A High Sensitivity Transparent Ultrasound Transducer Based on PMN-PT for Ultrasound and Photoacoustic Imaging

We recently introduced piezoelectric lithium niobate (LN) based transparent ultrasound transducers (TUT) as a new platform for developing multimodal optical, ultrasound, and photoacoustic imaging (PAI) systems. However, LN based TUT is limited in its signal-to-noise ratio due to material's low piezoelectricity ($d_{33}$).

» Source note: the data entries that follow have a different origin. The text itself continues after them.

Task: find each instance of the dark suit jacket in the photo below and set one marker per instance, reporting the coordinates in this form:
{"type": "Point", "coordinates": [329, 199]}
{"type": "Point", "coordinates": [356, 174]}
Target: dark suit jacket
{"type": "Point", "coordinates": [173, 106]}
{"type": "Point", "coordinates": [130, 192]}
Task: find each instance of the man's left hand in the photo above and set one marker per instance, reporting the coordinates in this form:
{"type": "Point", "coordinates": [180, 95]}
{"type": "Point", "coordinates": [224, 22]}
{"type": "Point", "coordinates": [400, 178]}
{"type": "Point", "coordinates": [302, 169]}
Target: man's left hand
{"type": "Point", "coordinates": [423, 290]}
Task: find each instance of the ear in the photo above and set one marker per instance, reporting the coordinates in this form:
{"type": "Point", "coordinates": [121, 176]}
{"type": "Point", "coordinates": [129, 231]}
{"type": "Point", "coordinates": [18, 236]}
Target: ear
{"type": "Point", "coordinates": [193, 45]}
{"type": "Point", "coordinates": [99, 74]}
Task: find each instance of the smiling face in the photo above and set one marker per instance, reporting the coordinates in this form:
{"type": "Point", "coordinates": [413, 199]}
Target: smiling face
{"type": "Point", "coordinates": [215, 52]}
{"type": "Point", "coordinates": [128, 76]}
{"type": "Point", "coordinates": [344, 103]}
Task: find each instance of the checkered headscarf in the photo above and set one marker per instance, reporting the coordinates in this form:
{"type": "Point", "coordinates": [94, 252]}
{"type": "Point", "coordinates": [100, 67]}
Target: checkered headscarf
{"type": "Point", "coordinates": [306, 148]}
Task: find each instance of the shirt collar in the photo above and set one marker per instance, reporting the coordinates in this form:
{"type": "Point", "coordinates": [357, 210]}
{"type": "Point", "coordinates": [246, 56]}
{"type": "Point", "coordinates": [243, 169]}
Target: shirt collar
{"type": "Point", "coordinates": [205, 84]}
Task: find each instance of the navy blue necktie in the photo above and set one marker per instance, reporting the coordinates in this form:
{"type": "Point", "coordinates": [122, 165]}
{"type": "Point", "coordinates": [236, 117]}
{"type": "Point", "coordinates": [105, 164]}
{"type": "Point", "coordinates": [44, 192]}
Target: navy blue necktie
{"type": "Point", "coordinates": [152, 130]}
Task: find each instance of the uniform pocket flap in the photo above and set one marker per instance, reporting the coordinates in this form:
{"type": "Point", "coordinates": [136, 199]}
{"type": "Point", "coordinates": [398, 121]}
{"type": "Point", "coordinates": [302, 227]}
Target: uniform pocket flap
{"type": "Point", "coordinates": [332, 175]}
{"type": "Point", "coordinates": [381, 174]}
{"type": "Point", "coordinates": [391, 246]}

In this letter, we report, for the first time, a 0.2-mm-thick transparent lead magnesium niobate-lead titanate (PMN-PT) based TUT (PMN-PT-TUT) for ultrasound and photoacoustic applications and compared its performance with a 0.25-mm-thick transparent LN based TUT (LN-TUT). To improve the ultrasound energy transmission efficiency, TUTs were fabricated with a two-matching-layer design. This resulted in a dual frequency response with center frequencies of 7.8 MHz/13.2 MHz and corresponding bandwidths of 28.2%/66.67% for PMN-PT-TUT, as well as center frequencies of 7.2 MHz/11.8 MHz and bandwidths of 36.1%/62.7% for LN-TUT. The optical transmission rate of PMN-PT-TUTs and LN-TUTs are measured as $\sim$73 and $\sim$91%, respectively, at 532 nm optical wavelength. The PMN-PT-TUT exhibited higher sensitivity compared to LN-TUT with a nearly threefold higher pulse echo amplitude and more than twofold higher photoacoustic amplitude. Furthermore, optical resolution photoacoustic microscopy experiments on phantom targets demonstrated lateral resolutions of 7 and 5.1$\mu$m and axial resolutions of 285.6 and 375.9 $\mu$m for PMN-PT-TUT and LN-TUT, respectively. These results indicated that PMN-PT is a viable alternative to LN for developing TUT based multimodal ultrasound and PAI systems.